The actual analysis we did for this problem was far from perfect. But we needed to look at interactions for the purpose of our goal of estimating the effect per dollar of survey incentive. The full analysis (in the Journal of Business and Economic Statistics) is here:
http://www.stat.columbia.edu/~gelman/research/published/jbes01m045r3.pdf
RhetoricalQuestionGuy (anonymous) meinte am 30. Nov, 06:45:
That WSJ dot picture is considerably less nerdy-looking than pictures of Levitt.On the serious side, doesn't this analysis only apply to one particular argument in the paper? If this piece of evidence were effectively nullified, how much would it affect the conclusions?

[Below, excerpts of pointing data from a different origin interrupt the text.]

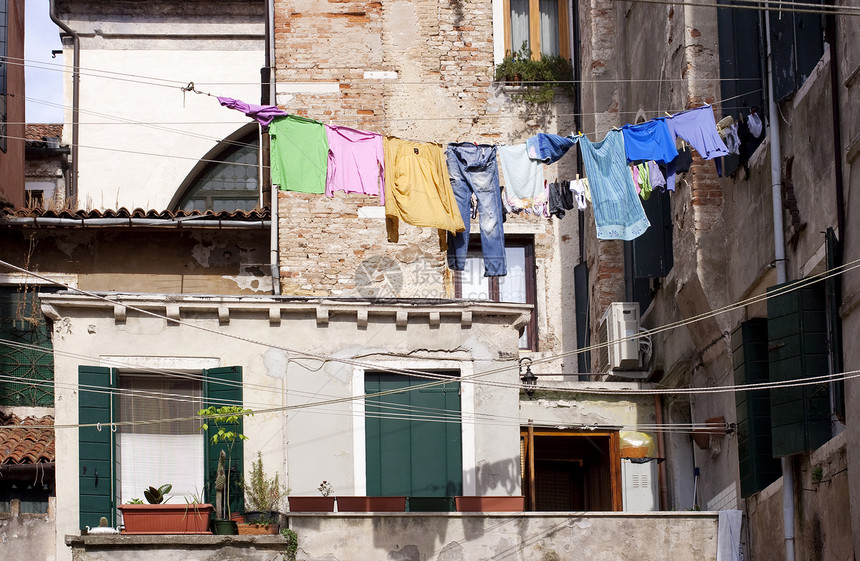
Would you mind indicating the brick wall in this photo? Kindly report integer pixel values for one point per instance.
(418, 70)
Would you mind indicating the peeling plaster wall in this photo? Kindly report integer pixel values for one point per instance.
(142, 260)
(548, 537)
(311, 444)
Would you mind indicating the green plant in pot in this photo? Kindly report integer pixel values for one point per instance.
(264, 496)
(538, 78)
(223, 422)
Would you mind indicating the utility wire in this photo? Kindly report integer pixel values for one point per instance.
(843, 11)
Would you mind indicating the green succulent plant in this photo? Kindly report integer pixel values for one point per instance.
(156, 496)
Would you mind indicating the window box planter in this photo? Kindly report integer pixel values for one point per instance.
(258, 529)
(490, 504)
(311, 504)
(371, 504)
(431, 504)
(166, 518)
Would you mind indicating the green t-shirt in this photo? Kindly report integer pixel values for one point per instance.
(299, 154)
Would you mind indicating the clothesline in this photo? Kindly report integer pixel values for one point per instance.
(426, 185)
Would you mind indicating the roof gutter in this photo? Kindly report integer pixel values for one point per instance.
(72, 189)
(157, 222)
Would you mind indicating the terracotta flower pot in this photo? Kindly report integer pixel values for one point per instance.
(489, 504)
(371, 504)
(311, 504)
(166, 518)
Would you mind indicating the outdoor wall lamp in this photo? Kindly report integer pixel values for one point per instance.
(529, 379)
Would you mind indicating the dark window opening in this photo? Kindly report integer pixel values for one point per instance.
(517, 286)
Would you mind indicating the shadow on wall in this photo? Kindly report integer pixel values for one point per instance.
(495, 478)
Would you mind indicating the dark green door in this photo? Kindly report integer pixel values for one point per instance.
(414, 444)
(96, 405)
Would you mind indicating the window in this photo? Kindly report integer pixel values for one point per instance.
(26, 353)
(4, 52)
(540, 25)
(517, 286)
(230, 182)
(152, 454)
(104, 450)
(414, 442)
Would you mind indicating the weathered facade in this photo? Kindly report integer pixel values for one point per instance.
(723, 248)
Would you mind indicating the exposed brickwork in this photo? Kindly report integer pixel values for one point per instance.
(438, 56)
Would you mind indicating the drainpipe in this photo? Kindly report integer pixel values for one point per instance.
(72, 187)
(265, 147)
(781, 277)
(661, 453)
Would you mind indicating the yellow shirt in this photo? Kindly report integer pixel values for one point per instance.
(418, 189)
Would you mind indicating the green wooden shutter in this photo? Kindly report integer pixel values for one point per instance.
(96, 404)
(410, 451)
(758, 468)
(797, 341)
(223, 386)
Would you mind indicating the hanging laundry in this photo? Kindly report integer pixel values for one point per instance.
(356, 162)
(618, 212)
(299, 155)
(263, 114)
(473, 170)
(560, 199)
(418, 189)
(524, 187)
(649, 141)
(579, 188)
(644, 181)
(733, 141)
(754, 123)
(696, 126)
(548, 148)
(684, 160)
(655, 176)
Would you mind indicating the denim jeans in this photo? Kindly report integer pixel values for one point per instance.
(473, 169)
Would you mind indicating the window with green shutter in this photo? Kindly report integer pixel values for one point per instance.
(100, 469)
(757, 466)
(797, 345)
(96, 406)
(223, 386)
(414, 444)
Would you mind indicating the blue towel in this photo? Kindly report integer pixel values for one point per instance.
(618, 212)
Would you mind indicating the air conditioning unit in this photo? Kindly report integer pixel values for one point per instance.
(620, 321)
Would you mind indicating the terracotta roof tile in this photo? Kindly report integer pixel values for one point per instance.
(38, 131)
(235, 216)
(26, 444)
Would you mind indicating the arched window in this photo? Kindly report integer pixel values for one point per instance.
(227, 178)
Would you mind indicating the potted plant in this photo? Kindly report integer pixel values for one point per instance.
(487, 503)
(263, 499)
(538, 77)
(323, 503)
(224, 419)
(159, 517)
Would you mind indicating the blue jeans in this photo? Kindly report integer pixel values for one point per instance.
(473, 169)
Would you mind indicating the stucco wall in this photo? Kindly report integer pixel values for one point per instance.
(223, 261)
(309, 445)
(140, 133)
(549, 537)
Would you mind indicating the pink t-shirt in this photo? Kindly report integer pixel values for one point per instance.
(355, 162)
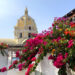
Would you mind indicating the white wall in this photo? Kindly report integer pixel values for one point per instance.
(3, 63)
(17, 72)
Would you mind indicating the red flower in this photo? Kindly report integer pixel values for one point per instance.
(3, 69)
(10, 66)
(17, 54)
(20, 67)
(33, 59)
(50, 57)
(15, 62)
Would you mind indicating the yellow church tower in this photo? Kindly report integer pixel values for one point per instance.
(24, 27)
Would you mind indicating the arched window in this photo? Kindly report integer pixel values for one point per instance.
(29, 27)
(20, 36)
(29, 35)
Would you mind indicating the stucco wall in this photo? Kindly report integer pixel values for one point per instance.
(3, 63)
(16, 72)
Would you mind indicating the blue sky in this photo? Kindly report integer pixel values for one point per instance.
(43, 11)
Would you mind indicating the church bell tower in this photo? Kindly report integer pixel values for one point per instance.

Steve Sailer (anonymous) antwortete am 30. Nov, 23:42:
His other lines of argument are weak
No, the other lines of argument that Levitt makes are quite weak and have been disputed. For example, he claims that European studies show that women who have abortion would make worse mothers than those who don't. The reason he uses European studies is because American studies came to opposite conclusions, and his theory is about American crime rates. His appeals to Australian and Canadian studies also suffer from the problem that Australians and Canadians aren't Americans (specifically, the racial issues that make up such a large part of the study of crime in America are largely irrelevant there). Furthermore, I've seen a summary of one of the Australian studies, and I'd call it inconclusive, rather than supportive, although that is a grey area judgment.
No, the prestige of his theory has rested mostly on his assertions about what the state-level data showed because it was so much work to try to reproduce it that many felt they had to take his word for it. People were intimidated by that. Now that somebody has tried to reproduce his model, and they've found two important errors, one of which Levitt has so far admitted to.
My position since I debated Levitt in 1999 is that he hasn't met the burden of proof. Large assertions require large evidence, and he hasn't come close. As a Nobel-winning economist told me, Levitt is a master self-promoter.
The cult of personality he has developed around himself might be good for the social sciences in that they attract public attention, but they also diminish critical responses to logic and data. Levitt's oracular approach in Freakonomics induces in the media a hero-worshipping attitude that a Really Smart Young Guy has Figured It All Out, so we shouldn't worry our pretty little heads about it. That's fine for sumo wrestling and other topics Levitt deals with, but for significant public policy issues like abortion and crime, that's a deleterious attitude.